Rene Cantu is the writer and editor at UH Division of Research.

The University of Houston campus has 30 new members — self-driving, food-delivering robots. Photo courtesy of UH

For a small delivery fee of $1.99, students, faculty, and staff across the University of Houston campus can now get their lunch delivered by self-driving robots.

Thirty of San Francisco-based Starship Technologies' autonomous delivery robots now roam the campus thanks to a partnership with New York-based Chartwells Higher Education. The Houston campus is the first to roll out robotic food deliveries.

"This revolutionary delivery method will make it more convenient for the campus community to take advantage of our diverse dining program from anywhere on campus while expanding the hours of operation," says Emily Messa, associate vice president for administration, in a news release. "By opening our campus to this innovative service, which is paid for by the customers, the university didn't have to spend any money purchasing the technology, yet we're enhancing our food delivery capabilities."

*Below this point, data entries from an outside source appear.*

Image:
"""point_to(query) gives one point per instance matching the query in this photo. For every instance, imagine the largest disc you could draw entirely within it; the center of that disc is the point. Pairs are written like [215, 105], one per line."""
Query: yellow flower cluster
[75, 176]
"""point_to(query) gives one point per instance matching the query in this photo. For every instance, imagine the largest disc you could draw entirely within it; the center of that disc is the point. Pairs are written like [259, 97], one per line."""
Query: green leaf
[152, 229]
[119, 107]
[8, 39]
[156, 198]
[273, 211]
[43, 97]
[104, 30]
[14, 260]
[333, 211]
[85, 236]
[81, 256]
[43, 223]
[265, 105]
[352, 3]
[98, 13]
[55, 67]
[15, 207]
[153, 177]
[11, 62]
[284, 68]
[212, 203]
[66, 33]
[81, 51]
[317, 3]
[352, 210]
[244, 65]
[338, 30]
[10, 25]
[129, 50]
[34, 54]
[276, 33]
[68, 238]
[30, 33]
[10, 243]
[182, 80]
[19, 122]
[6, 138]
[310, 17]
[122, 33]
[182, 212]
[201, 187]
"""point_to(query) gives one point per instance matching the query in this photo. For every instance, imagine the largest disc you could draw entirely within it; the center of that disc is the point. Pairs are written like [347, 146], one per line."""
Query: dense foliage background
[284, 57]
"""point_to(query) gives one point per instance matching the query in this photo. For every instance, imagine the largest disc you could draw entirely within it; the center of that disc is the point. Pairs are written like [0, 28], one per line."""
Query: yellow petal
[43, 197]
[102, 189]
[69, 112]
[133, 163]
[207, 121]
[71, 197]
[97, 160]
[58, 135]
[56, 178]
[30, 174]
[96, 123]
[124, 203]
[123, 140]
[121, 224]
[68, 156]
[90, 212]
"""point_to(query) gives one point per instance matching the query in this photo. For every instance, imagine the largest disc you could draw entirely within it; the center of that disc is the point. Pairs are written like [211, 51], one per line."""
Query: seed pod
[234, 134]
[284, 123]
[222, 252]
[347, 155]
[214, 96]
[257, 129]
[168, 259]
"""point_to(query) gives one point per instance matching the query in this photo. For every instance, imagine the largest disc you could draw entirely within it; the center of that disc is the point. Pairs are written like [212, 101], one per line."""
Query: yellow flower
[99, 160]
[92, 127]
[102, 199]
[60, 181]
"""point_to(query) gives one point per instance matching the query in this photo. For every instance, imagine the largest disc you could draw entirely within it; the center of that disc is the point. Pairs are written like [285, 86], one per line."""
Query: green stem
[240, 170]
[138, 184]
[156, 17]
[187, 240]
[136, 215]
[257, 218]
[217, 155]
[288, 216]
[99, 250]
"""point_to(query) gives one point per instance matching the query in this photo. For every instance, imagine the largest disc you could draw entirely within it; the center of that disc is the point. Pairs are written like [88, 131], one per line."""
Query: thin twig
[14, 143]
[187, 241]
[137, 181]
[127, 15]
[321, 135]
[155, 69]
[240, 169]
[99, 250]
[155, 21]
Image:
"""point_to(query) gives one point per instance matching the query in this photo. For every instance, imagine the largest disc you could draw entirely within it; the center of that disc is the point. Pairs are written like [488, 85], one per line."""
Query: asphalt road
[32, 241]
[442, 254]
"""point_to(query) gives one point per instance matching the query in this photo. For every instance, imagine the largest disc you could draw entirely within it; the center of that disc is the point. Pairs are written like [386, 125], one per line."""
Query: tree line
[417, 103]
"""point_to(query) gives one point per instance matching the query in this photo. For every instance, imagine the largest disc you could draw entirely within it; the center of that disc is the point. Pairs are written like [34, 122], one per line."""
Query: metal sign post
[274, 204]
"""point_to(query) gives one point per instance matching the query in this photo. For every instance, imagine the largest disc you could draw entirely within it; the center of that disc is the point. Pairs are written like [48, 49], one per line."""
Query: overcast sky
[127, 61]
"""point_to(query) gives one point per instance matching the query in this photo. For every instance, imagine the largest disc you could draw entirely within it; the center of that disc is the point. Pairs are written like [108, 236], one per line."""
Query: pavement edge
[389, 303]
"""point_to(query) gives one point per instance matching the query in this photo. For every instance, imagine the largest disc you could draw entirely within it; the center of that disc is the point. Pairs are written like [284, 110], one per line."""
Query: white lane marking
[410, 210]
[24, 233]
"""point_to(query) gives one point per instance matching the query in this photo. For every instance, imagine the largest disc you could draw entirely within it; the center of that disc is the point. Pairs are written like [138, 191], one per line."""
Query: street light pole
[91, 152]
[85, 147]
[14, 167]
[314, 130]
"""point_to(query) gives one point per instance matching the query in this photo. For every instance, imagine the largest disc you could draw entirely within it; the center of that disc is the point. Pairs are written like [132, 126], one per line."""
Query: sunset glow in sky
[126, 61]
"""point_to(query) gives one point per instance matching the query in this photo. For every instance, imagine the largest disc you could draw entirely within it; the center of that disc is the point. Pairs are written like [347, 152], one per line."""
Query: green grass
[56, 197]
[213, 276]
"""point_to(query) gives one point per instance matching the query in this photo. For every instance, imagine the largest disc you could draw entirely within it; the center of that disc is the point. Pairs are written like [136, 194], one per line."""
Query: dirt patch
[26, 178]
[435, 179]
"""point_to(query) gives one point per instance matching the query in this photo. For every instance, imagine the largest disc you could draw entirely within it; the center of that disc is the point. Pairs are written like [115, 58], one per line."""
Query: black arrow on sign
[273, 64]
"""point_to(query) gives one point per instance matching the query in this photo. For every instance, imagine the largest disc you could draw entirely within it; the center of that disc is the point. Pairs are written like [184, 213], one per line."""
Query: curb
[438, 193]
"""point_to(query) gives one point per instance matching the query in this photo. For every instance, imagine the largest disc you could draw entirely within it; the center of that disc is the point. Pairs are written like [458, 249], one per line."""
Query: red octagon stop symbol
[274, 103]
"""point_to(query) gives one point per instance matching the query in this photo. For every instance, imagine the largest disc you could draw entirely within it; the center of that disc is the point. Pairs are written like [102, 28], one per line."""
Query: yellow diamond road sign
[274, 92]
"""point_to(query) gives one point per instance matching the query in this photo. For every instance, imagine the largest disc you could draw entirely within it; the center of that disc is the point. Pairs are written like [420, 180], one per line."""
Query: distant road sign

Through the Starship Deliveries app, which is available on iOS and Android, users can select from 11 dining institutions and then identify where they are on campus. The platform allows the user to track the progress, and the device can hold up to 20 lbs of food and has the space for about three shopping bags of groceries.

"This increases our capacity to reach more customers, and I expect the robots will quickly become part of campus life," says David Riddle, Chartwells resident district manager, in a news release. (Chartwells manages UH Dining). "Robot delivery will also grow opportunities for UH Dining employees by increasing service hours and growing sales. It has also created additional jobs for students dedicated specifically to servicing the autonomous robots. It's an important advancement for foodservice at UH."

Using machine learning, artificial intelligence and sensors, the company's robots have driven over 350,000 miles and completed over 150,000 deliveries. The Starship robots "can cross streets, climb curbs, travel at night and operate in both rain and snow," per the release.

"Robotic delivery is affordable, convenient and environmentally friendly," says Ryan Tuohy, senior vice president of business development for Starship, in the release. "We're excited to start offering students, staff and faculty at Houston delivery within minutes when they need it most."